Showing posts with label marauder. Show all posts
Showing posts with label marauder. Show all posts

Thursday, August 5, 2021

3D Art: Portfolio Three Week Four

 My Suffering Is Over

I finished sculpting the transformer for now. I would've liked to get into the really fine details but I couldn't swing it within 2-3 days, so the legs are a little simplified.



After wrestling with Zremesher, I ended up still getting errors when I went to unwrap my UVs, so I had to export my mid-res into Maya and automatically unwrap my UVs there. When I did a test bake with the torso last week, the textures were really low-res when everything was sharing a 4096x4096 texture, so I split everything up into eight texture sets.



It seemed to work and the textures turned out better this time. Because the sculpting took me so long the textures totally have the "Substance Painter" look since I didn't have time to tweak with them too much beyond making ID maps.



It is cool to be able to have this 3.4 million tri model in engine and it run fine, although it did take a minute for it to process the fbx.


My biggest hurdle and takeaway from the process has been how much planning needs to go into the UVs, because if you kind of wing it (like I did) it creates a lot more work towards the end of the process.



Monday, August 2, 2021

3D Art: Portfolio Three Week Three

 New Tactic + Getting Pieces in Engine

I'm still behind, but at least wanted something textured and in engine by today. The torso is mostly done, the biggest problem being the UVs. I scrapped what I had originally because I hated how it was turning out, and using the Draw Polygon tool to draw each individual face was soul-sucking, and made adding depth to each piece kind of a challenge.

My new plan was to make a relatively simple mesh that got the proportions and general silhouette of the robot, bring that into ZBrush, and extract the pieces I needed for the panels. I felt like I could get cleaner shapes this way.





My plan was to zRemesh these, using the polygroups to preserve the edges. The problem I ran into was that there were errors in the mesh that stopped zRemesher from working. This meant that I had to decimate the mesh before I could move forward, which means the topology isn't great and neither are the UVs. My mid-res mesh sits at 1.2 million polys.

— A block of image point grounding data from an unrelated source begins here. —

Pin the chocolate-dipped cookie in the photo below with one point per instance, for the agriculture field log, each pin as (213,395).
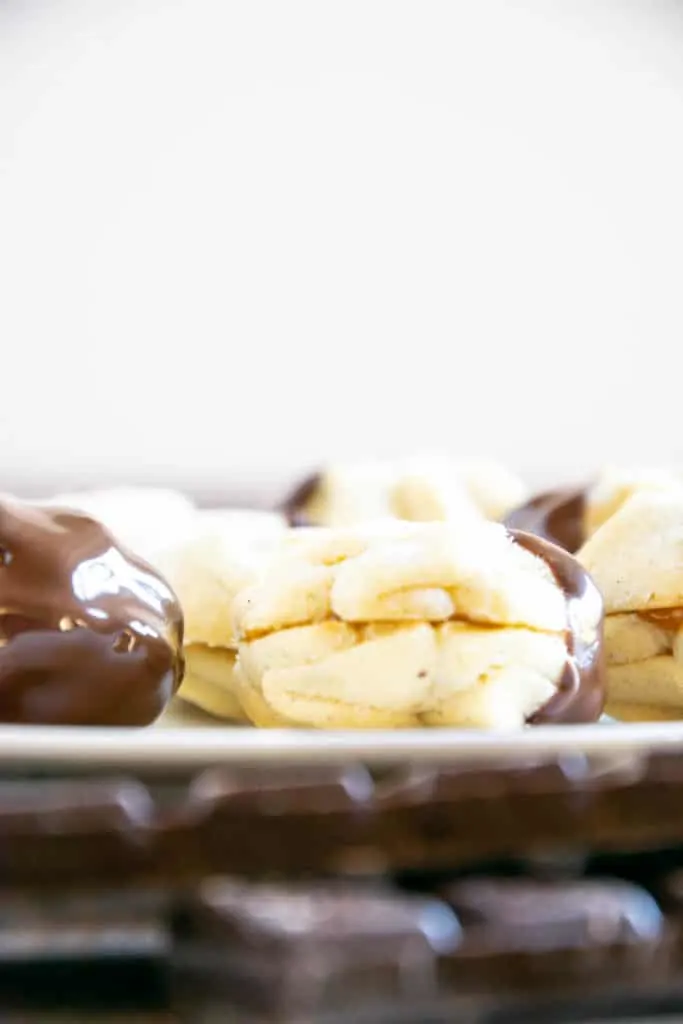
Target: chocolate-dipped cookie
(396,625)
(567,516)
(89,633)
(636,558)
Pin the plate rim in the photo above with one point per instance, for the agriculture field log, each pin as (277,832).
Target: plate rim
(92,748)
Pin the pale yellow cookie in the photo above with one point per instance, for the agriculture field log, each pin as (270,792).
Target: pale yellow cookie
(421,489)
(396,625)
(208,562)
(636,559)
(616,484)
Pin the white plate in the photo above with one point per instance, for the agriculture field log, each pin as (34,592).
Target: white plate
(185,738)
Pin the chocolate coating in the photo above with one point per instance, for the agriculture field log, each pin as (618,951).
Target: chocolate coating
(555,515)
(89,633)
(294,506)
(581,692)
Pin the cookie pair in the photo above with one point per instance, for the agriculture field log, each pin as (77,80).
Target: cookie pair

I essentially have a little less than three days to get this ready for industry review. Since capstone and common art are ending tomorrow, I'm hopeful that if I dedicate all my time to finishing the legs and forearms I can have a more-or-less finished robot.

What I do have is in engine as nanite and seems to be working pretty well for being 1.2 million polys. I looked up the average height of a transformer, which was about 30 feet, so that's what scale I was basing this model off of.





Sunday, July 25, 2021

3D Art III: Portfolio Three Week Two

Modeling Continued

I'm still pretty far behind, since my goal was to have the box modeling in Maya done. I also still need to come up with what the back looks like, which I didn't consider enough when starting this project.

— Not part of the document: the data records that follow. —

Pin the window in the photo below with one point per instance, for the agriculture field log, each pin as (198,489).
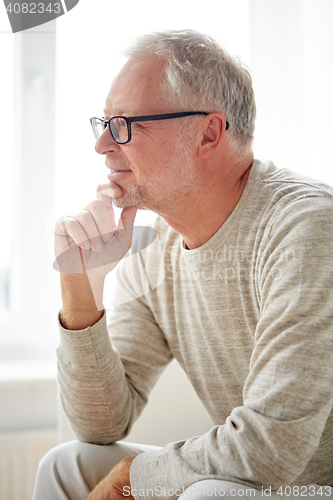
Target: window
(7,171)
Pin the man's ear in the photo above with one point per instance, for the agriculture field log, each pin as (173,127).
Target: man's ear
(212,133)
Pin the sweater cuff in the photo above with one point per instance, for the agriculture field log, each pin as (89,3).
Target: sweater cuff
(76,345)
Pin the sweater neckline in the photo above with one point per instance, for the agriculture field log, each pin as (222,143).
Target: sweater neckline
(192,257)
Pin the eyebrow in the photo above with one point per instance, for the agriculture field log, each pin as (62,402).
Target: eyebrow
(120,112)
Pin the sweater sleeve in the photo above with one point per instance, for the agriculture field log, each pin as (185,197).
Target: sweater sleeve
(288,394)
(105,382)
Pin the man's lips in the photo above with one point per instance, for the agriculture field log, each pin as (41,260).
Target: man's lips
(114,173)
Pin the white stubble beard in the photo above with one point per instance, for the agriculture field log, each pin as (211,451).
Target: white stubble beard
(176,178)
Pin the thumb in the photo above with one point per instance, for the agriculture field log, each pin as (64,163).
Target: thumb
(126,222)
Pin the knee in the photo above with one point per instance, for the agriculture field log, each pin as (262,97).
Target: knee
(59,458)
(216,489)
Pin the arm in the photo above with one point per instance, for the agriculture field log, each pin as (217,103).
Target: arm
(288,394)
(105,383)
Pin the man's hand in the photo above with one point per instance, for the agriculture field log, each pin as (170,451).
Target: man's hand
(88,245)
(112,486)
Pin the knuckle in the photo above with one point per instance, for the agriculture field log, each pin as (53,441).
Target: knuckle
(94,205)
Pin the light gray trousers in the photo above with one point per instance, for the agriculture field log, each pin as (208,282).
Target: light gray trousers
(70,471)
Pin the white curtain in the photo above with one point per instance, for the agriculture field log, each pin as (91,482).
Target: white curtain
(291,60)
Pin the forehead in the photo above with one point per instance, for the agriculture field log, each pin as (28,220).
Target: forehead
(137,88)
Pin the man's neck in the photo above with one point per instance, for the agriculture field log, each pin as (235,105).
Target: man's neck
(201,214)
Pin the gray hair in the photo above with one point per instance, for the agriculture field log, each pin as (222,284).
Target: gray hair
(202,76)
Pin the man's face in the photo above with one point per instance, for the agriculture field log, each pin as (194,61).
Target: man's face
(155,169)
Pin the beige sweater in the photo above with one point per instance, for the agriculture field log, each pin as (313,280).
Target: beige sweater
(249,317)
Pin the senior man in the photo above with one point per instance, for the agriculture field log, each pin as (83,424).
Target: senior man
(245,306)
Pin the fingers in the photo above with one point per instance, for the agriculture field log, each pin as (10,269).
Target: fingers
(82,229)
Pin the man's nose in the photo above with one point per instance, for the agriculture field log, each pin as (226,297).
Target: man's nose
(105,142)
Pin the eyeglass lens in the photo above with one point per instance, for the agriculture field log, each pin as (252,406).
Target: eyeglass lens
(118,128)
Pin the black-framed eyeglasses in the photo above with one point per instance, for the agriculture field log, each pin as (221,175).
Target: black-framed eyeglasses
(120,126)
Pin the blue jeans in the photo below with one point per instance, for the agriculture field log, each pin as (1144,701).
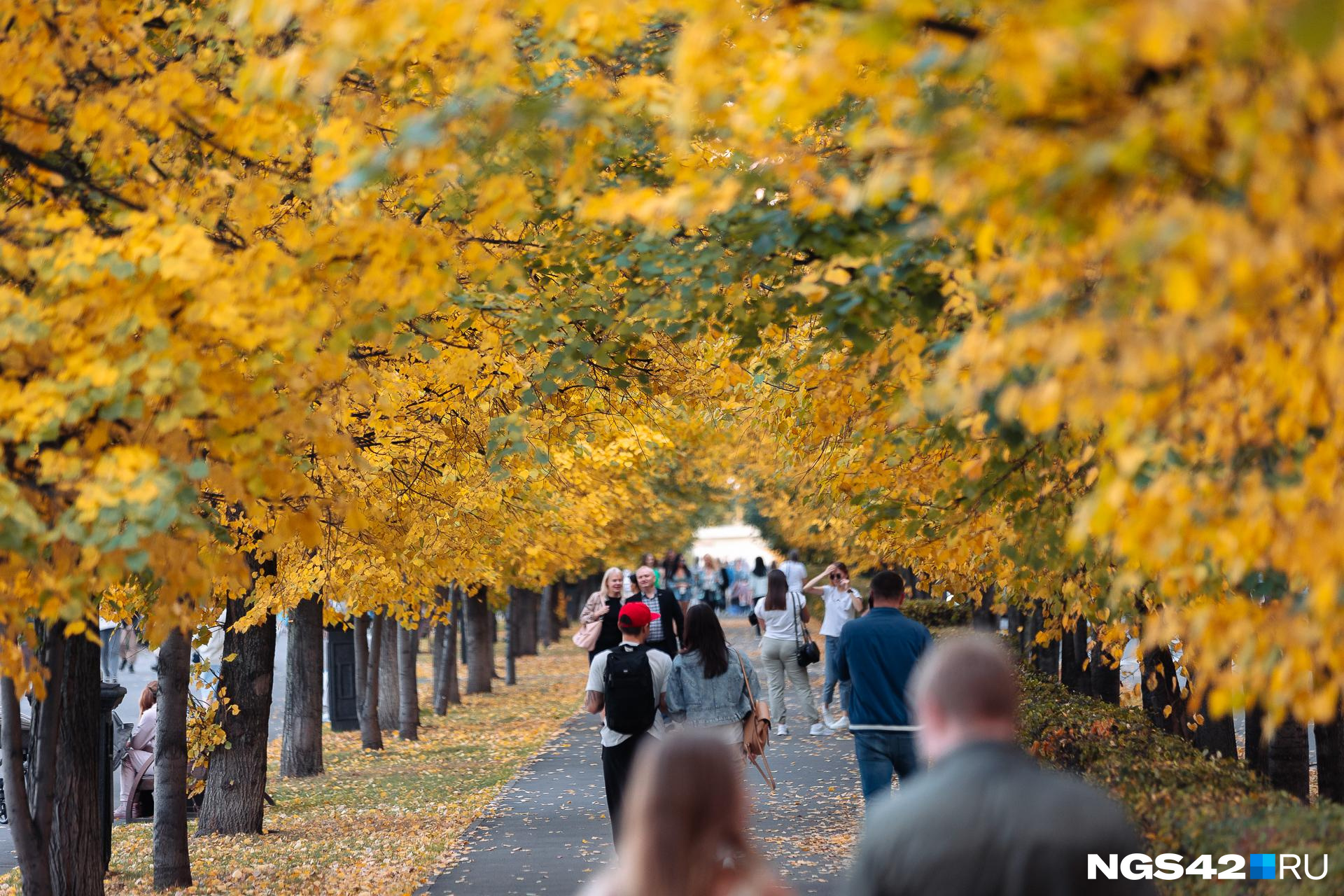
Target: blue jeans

Hopefully this coming week I'll be able to dedicate more time to this project.




Sunday, July 18, 2021

3D Art III: Portfolio Three Week One

 Research and Beginning Modeling

Since the plan for this was to have my research component be the nanite meshes in UE5, I looked into it beginning this week. I wanted to make sure that anything that needed to be done to the mesh, I was keeping in mind during the entire process.

I read the documentation and watched several videos on nanites, the most helpful one being the talk that Epic gave about it themselves. I wanted to be able to texture it and wasn't sure how that would happen if I wasn't doing retopology. Their workflow is to use Quixel Mixer, which can handle the one million+ polygon models. I've also used Mari before which is used more in film pipelines, and read that that software can also handle more dense models, so that would be another option. The programs support vertex color, but I couldn't find if UE5 did, so I'm going to need UVs too. My plan is to get the smooth mesh preview to polygons in Maya, then auto-unwrap that, and then just not use dynamesh or decimate the model so that I can keep the UVs on the high-poly.

I've started on the torso and hope to have the base mesh done by next week. I've been using the polygon tool to make these different parts but I'm not sure if I need them to be one continuous surface or if I can get away with having tons of little pieces.












I tend to underestimate hard-surface stuff and I'm already a little behind because I wanted to have the torso done by this week.